I liked Algebra by Gelfand as well as Trigonometry by Gelfand; bot cover a lot of material and the exercises are challenging and interesting. However, I found that Method of Coordinates was lacking in content and kind of disappointing considering the amount of money it is worth ($35 CAD for 84 pages).

 

[alexhenderson]

Hey Willis,

This is coming from a ninth grader as well, but don't take my word. I began taking Algebra I in the 7th grade, and then taking geometry in the 8th grade. And I can say understanding basic calculus was tangible for me near the end of the 8th grade. I used resources such as ocw.mit.edu, khan academy, I even bought my own calculus textbook.

When I began to look at differentiation I noticed I lacked some very fundamental algebra skills, like how to multiply (a+h)^4, so I learned how to do that and it was a long process and it took me time. Then I learned the binomial theorem, and how is was derived. So, yes, I think it would be perfectly graspable for a ninth grader to learn basic calculus coming from my own experience. My method was learning necessary algebra skills I wasn't great at "on the fly."

What I have found from my high school experience is that teachers will not teach you how certain mathematical mechanisms are derived, for example reduced row echelon form or the quadratic formula. I would suggest learning why things work in math as well, apart from just learning calculus. Good Luck!

 

[mathwonk]

here is one my favorite algebra books. its free too.

http://books.google.com/books?id=X8...&resnum=5&ved=0CCQQ6AEwBA#v=onepage&q&f=falsethis book, by a famous genius, takes you from "what is a quantity?" to solving 3rd and 4th degree equations, and more.

 

[Sankaku]

Calculus is typically not easy except for the gifted, even when they have taken the normal sequence of prerequisites.

In this case, being gifted usually has little to do with success. There are really only two things that make Calculus difficult for students. The first is shaky foundations. The second is that Calc I & II usually compress far too much into a short span, to please the various departments that use them as prerequisites for other courses.
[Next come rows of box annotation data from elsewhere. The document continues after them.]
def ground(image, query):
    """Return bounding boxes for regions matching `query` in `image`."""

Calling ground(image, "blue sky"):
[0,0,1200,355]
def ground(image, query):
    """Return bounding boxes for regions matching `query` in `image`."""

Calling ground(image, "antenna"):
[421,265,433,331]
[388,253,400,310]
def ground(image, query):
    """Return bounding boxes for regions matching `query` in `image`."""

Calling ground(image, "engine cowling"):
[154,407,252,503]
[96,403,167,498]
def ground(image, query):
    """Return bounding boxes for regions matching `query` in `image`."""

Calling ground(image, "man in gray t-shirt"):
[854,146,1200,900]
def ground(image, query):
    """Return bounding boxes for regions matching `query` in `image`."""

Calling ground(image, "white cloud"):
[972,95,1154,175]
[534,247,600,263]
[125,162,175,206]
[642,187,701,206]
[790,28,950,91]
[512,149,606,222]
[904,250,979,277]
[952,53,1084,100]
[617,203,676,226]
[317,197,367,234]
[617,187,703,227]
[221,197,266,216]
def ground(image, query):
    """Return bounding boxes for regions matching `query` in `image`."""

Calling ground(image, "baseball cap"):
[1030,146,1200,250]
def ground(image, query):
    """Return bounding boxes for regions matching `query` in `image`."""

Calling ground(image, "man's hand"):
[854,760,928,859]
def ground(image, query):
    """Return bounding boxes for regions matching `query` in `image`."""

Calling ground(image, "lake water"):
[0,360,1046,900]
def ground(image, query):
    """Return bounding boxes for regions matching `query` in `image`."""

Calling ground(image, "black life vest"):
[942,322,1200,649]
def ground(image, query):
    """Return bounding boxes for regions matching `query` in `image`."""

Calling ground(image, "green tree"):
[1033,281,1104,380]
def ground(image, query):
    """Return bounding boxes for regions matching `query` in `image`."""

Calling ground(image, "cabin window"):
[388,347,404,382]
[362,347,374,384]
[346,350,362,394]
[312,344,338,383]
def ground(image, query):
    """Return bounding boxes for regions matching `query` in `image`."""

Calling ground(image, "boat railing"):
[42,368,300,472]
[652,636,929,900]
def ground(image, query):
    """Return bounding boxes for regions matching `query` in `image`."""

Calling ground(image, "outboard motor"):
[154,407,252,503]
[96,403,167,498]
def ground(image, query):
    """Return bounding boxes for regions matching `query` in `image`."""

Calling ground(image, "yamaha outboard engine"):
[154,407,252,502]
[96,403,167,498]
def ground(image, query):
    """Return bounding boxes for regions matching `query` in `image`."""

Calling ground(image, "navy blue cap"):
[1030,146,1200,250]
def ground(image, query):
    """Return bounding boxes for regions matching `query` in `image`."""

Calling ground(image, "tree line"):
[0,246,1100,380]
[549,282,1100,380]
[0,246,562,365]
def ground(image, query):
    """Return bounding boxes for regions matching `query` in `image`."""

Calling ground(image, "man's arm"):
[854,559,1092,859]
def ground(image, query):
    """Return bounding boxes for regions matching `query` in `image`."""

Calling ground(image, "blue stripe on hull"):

As for the first, it is still good to look ahead and see what you can figure out. However, when you realize that you don't have the tools to continue, it gives good motivation to go back and cover your prerequisites well. Don't be fixated on Calculus, though. There are many areas of mathematics that are worth exploring even at the high-school level. Look for books and websites on discrete math, basic set theory and simple proofs.

 

[dudebroIII]

hey, just want to encourage you. math is taught at a terrible level in this country, and your position is not unusual. it's good that you're showing interest now - maybe you can take some classes over the summer to accelerate your speed. starting calculus with no geometry/trig and spotty algebra would be difficult. a good goal would be to complete 1) calculus, 2) basic linear algebra, 3) learn how to do proofs/basic number theory before college. that would make you very well prepared, especially the latter one

 

[HeLiXe]

Hi Willis,

Calculus can be easy for some and difficult for others, but one thing is certain--it is necessary to have a good foundation in algebra and trig...and even geometry. If you're curious about calculus, there is nothing wrong with having a look through, but mastering algebra 1 and 2, trig, and geometry will give you all of the tools you need to be really strong in calc. Good luck with everything!

 

[Willis666]

Thanks for the answers guys. Since Christmas is coming, i'll buy myself some geometry/algebra books.

 

[BloodyFrozen]

I am in 9th grade and learned Calculus (single variable) as a self study in my 8th grade summer, but it did take time to get to there. Assuming you are ambitious enough, it is very possible to learn it as a 9th grader. I would also like to say learn Alg I well, then geometry. Finally combine Alg II and Precalculus because they are very similar. Precalculus and a review of Alg II, trigonometry, and a small introduction for single variable Calculus. Good Luck!

May I ask why you would like to learn Calculus (what kind of Calculus - single var, multi var?) as a ninth grader though?